The beginning of the ludonarrative dissonance also coincides with Walker’s dissociative disorder, causing himself and the player to believe that Konrad is still alive and speaking to them over the radio. Konrad begins harshly criticizing Walker for his actions, even though the player is following the rules and game mechanics that never changed since the beginning of the game. Enemies are still produced for Walker to shoot, and the player continues to cause harm to Dubai in the way the game says to. For example, in one section Walker is instructed to wipe out the city’s remaining water supply to continue through the game. The ludic elements do not give the player a way to continue the game and avoid the section, but the narrative is pushing the player to not make destructive decisions.
As the constant battle between the ludic and the narrative forces the player to commit more atrocities, the game begins to tell the player more directly that their actions are dishonorable. Spec Ops: The Line uses the loading screen for this, a place established in previous games to learn more about the story or see information about controls, to directly criticize the player. Phrases such as “Do you feel like a hero yet?” and “If you were a better person, you wouldn’t be here” taunt the player for continuing to play the game. The narrative wants the player to stop playing, yet the ludic elements never force them to quit. Objectives still appear, and enemies still spawn. When the player reaches the end of the game, they find out that Konrad has been dead the whole time. Walker was convincing himself to commit these atrocities, and used Konrad to justify it. Spec Ops: The Line parallels this with the player, by pointing out that like Walker, the player is the one who chose to cause the destruction by taking orders from someone that isn’t real. This is the high point of the dissonance, where the player followed the game’s orders and objectives in spite of a narrative that just wanted them to set the controller down and quit playing. Contrary to what all video game players have been taught, the only winning move is not to play.

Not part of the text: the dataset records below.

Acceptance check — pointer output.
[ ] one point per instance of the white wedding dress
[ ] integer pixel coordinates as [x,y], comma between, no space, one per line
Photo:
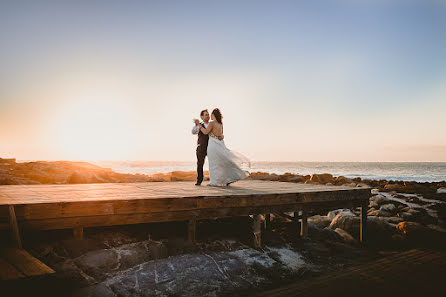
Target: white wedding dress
[224,164]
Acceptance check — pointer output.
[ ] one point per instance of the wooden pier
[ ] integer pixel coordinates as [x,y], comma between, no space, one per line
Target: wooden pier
[45,207]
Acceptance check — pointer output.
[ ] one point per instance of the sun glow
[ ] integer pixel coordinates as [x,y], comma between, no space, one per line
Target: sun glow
[94,129]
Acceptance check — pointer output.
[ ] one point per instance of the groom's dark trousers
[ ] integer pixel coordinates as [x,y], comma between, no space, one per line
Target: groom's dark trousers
[202,147]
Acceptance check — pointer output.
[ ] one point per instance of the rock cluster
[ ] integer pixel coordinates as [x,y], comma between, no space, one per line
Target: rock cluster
[66,172]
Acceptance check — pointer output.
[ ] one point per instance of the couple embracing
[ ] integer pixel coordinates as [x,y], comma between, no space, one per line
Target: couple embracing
[224,164]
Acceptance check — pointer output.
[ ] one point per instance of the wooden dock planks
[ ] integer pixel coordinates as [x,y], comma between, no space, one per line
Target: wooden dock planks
[44,207]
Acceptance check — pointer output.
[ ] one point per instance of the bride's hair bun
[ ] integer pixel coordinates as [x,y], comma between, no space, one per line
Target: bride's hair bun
[217,114]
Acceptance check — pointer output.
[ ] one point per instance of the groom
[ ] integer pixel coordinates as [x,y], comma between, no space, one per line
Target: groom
[202,143]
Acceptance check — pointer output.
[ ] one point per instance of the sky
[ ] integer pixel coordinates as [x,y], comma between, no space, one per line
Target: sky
[346,80]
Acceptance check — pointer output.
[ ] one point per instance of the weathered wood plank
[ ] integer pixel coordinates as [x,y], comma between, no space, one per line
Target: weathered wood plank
[24,262]
[124,219]
[89,208]
[8,271]
[191,228]
[33,194]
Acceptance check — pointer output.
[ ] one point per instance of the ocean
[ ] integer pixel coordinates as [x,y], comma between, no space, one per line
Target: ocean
[408,171]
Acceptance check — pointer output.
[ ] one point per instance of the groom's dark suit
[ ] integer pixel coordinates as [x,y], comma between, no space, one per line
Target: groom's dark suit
[202,147]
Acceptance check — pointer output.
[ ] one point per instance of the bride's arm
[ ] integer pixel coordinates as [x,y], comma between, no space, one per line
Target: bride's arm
[208,129]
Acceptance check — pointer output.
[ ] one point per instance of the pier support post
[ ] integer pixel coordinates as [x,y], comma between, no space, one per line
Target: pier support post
[267,222]
[191,230]
[14,227]
[78,233]
[363,222]
[257,231]
[304,223]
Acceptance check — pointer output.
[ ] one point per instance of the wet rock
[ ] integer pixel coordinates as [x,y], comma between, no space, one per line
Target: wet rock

The ludonarrative dissonance of Spec Ops: The Line usesthe game’s ludic elements of thoughtless destruction and the narrative idea of justifying horror to heroism to create a game that pushes the player to continue playing even though they will never reach a satisfying “You Win” screen. Contrary to Ebert’s opinion, the game would have never been able to make its point to players without giving them the freedom to fail. The liberty to allow the player to embrace expected heroism shown by the ludic elements lets the narrative succeed as a counterpoint to war shooters and the player’s apathy to the genre’s violence.